Similarly, to say that it is not true that every sum of two irrational numbers is irrational does not mean that every sum of two irrational numbers is rational; it only means that at least one sum of two irrational numbers is rational.
You start by assuming, not that the sum of (every) two irrational numbers is rational, but rather that the sum of two irrational numbers $a$ and $b$ is rational, i.e. that there is one instance of two irrational numbers whose sum is rational.
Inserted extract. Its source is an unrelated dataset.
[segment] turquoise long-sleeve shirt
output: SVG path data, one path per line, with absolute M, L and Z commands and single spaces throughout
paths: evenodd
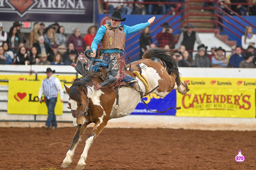
M 109 23 L 110 25 L 110 23 Z M 120 26 L 122 26 L 124 27 L 124 31 L 125 33 L 125 36 L 128 34 L 131 34 L 133 33 L 136 32 L 137 31 L 140 31 L 142 29 L 145 29 L 146 27 L 149 26 L 150 25 L 149 22 L 147 22 L 146 23 L 142 23 L 141 24 L 137 24 L 134 26 L 129 26 L 126 25 L 119 25 L 117 28 Z M 105 32 L 106 32 L 107 29 L 104 25 L 102 25 L 99 28 L 99 29 L 97 32 L 97 33 L 93 40 L 91 46 L 90 46 L 90 48 L 92 50 L 96 51 L 98 48 L 98 45 L 100 43 L 100 42 L 102 39 Z M 103 53 L 113 53 L 115 52 L 119 52 L 120 50 L 118 49 L 106 49 L 102 50 L 102 52 Z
That assumption is true. For example: If $a=\pi$ and $b=4-\pi,$ then the sum of the two irrational numbers $a$ and $b$ is the rational number $4.$ And the sum of the two irrational numbers $a$ and $-b$ is the irrational number $2\pi-4.$ The fact that the sum of two irrational numbers $a$ and $b$ is rational does not mean that the sum of the two irrational numbers $a$ and $-b$ is rational, nor that any other sum of two irrational numbers is rational.
Solution 2:
You have assumed $a+b$ and $b-a$ are rational and arrived at a contradiction. Therefore, the strongest conclusion your proof can make is at least one of $a+b$ and $b-a$ must be irrational.
Solution 3:
The initial assumption is, "Assume that the sum of two irrational numbers $a$ and $b$ is rational"; later on you say, "from our assumption that the sum of two irrational numbers is rational...", but these are not the same statement. You've cunningly morphed from an existential statement to a universal statement. That is: from an assumption that there are at least two numbers for which it is true (which is true), to an assumption that it's true for any such numbers (which is false).
A specific counterexample would be $a = -\sqrt 2$, $b = \sqrt 2$. In this case $a + b = 0$ is indeed rational, but $(b + (-1)(a)) = 2 \sqrt 2$ is not.